はじめての平穏 06

 心身ともに忙しかった入学初日。
 あっという間に過ぎた1日の最後に待つのは、五条先生の夕食採点タイム。

「このたまごスープ、殻が入ってるんだけどそういう料理? ハイセンスだね」
「すみません。でもまあ殻割ってるんですから破片が入ることくらいありますよ」
「溶くときに気付くよね?」
「気づかなかったから入ってるんですよ。すみませんってば」

 当然のごとく今日も酷評された。
 正直、私は別に料理得意なわけじゃないし。
 なんなら五条先生の料理美味しいし。
 どっちが作ったほうがいいかなんて明白なのに、絶対私がキッチンに立たされる。
 
「できる僕がやっても皆実が成長しないじゃん。何事も練習だよ」

 というのが五条先生の言い分だ。
 反論してみても結局論破されるから無駄なことはやめた。

「それより、入学初日はどうだった?」

 食後のカフェオレを飲みながら、五条先生が尋ねてくる。
 どうだったか、って聞かれると。

「疲れました」
「アハハッ、真希に散々吹っ飛ばされたもんね」

 五条先生は思い出して笑ってる。
 我ながらいい吹っ飛ばされっぷりだったと思う。

「でも、楽しかったです」

 久しぶりに呪いの声を気にせず過ごした気がする。
 高専の外の、微量な誰かの呪いは流れてたけど、距離が遠過ぎて呪いの声は小さかった。
 ただ一人、間近で微量な呪いを放ってた人がいたけど。

「真希先輩も、呪力がコントロールできないんですね」

 真希先輩の呪力だけは触れてもないのに私に流れてきていた。

「皆実とは少し違うよ。真希の身体に呪力は流れない。非呪術師と同じで生まれた呪力は漏出してる。……真希の近くはきつかった?」
「いえ。……真希先輩の呪いは、真希先輩らしかったので」

 真希先輩の負の感情は、真希先輩自身がすでに口に出していたものと同じだったから。
 全然陰湿じゃなくて、私を苦しめなかった。

「明日また学校に行くのが楽しみだって、そんなこと初めて思いました」

 そんな私の言葉を、五条先生は笑わなかった。
 小さな声で「そっか」なんて、珍しくそっけない返事で。

「あ、そうだ。

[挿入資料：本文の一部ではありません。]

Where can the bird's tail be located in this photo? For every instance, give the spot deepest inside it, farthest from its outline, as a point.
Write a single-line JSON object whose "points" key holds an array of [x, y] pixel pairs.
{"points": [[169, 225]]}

皆実、デザートあるから食べようか」

 五条先生は話を切り上げるみたいにして、冷蔵庫のほうへ向かう。
 さっき夕飯を作った時に冷蔵庫にはデザートなんてなかった気がするけど。
 私が首を傾げてると、五条先生が小さな白い箱を持って戻ってきた。
 そういえば、そんな箱が冷蔵庫の中に不自然に置いてあった気がする。

「はい、どうぞ」

 私の目の前に小さな箱が置かれ、五条先生がその蓋を開ける。

「遅くなったけど、入学おめでとう」
 
 苺のショートケーキ。
 ケーキを載せたゴールドのトレーにはチョコペンで『入学おめでとう、皆実』と書いてあった。
 お祝いのケーキなんて、何年ぶりだろう。
 最後にこんなふうに祝ってもらえたのは、いつだっただろう。

「皆実、美味しい?」

 ほんとずるいなあ、この人。
 こんなの美味しいに決まってるじゃん。
 声に出したら泣いちゃいそうな気がして、うんうんって頷くことしかできなくて。

「これからたくさん、いろんなことをお祝いしよう」

 約束も、未来の話も大嫌いだったのに。
 期待しちゃう私はやっぱり五条先生に毒されてる。